During the seminar, several panels and workshops explored ways of putting the partnership principle into practice and actively working with European citizens who are benefiting from the projects set up by ESF. One of the workshops focused on co-production and included the presentation of the Co-production – enhancing the role of citizens in governance and service deliverymanual, recently published by the TN on Partnership. During this workshop, ENIL’s Advocacy Officer Frank Sioen presented the concept of co-production to highlight that partnership should go beyond consulting people.

A co-productive approach requires an understanding that different partners, like NGOs, public authorities and users of the ESF projects, all have different knowledge and skills to contribute to a project. At the moment, the public authorities have the strongest voice in ESF projects. A co-production approach would change this and make sure all partners in an ESF project get the support they need to have an equal voice in the debate. By sharing decision-making power and using the expertise of the different partners, ESF projects can become more effective and respond better to the needs of EU citizens, because EU citizens will have co-created the project.

The final session of the seminar recognised the importance of partnership and co-production, but stressed that employment remains the most important and easiest way of accessing social rights.
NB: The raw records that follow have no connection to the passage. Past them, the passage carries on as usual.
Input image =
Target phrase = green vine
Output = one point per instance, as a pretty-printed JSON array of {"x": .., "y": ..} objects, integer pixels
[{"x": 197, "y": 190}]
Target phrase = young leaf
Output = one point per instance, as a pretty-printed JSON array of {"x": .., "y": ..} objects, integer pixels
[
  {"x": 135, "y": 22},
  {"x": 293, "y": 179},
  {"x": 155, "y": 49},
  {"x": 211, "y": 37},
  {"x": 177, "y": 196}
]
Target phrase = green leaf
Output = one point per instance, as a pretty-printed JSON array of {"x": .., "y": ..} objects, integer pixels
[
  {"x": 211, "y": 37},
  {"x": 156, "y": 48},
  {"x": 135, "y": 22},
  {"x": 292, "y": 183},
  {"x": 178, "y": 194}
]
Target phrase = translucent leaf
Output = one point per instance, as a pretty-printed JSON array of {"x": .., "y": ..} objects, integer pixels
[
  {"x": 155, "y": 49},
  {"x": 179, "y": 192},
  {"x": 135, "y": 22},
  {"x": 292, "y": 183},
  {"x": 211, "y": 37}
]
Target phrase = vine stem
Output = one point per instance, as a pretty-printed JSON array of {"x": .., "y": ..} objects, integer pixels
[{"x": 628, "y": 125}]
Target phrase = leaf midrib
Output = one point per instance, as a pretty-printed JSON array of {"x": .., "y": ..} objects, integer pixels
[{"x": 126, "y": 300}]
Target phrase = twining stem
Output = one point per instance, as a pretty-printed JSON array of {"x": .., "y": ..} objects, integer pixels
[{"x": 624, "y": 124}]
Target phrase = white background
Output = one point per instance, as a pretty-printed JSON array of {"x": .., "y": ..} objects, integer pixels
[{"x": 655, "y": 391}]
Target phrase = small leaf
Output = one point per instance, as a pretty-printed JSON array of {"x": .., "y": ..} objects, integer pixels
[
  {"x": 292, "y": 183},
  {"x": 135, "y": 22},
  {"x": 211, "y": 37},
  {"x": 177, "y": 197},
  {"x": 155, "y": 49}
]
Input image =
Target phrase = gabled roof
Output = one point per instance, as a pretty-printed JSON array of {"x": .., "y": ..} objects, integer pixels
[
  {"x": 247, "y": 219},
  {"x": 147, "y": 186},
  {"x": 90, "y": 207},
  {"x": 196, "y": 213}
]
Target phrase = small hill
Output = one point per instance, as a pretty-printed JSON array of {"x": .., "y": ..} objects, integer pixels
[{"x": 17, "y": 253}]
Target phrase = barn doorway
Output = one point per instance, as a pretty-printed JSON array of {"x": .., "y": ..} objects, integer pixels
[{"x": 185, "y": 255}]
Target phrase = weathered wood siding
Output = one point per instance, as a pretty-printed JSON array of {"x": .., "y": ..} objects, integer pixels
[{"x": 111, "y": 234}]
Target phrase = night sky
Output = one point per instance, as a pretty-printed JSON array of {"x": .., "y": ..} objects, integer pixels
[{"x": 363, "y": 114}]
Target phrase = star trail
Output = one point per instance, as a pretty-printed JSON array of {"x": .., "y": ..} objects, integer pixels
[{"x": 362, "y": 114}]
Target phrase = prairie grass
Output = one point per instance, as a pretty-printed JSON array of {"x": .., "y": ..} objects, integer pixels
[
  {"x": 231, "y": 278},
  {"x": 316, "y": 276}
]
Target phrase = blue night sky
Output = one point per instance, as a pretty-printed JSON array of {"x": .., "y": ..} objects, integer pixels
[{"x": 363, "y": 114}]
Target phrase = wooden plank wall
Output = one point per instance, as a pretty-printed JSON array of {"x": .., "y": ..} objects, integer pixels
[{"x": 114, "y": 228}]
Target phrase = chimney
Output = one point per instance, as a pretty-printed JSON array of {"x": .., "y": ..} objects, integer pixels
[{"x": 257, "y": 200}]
This led to the conclusion that ESF+ should keep its focus on guiding people towards employment and facilitating the transition to new ways of working. Partnership can help achieve this goal. However, partnership will not yet be used to fully involve people in the process and investigate if ESF projects could support them to address underlying barriers (like stigma or lack of accessibility), which block them from the labour market.

It was good to see partnership and people were the central points during this seminar. However, we cannot help but wonder if access to employment is really the best way to move from employability to social rights?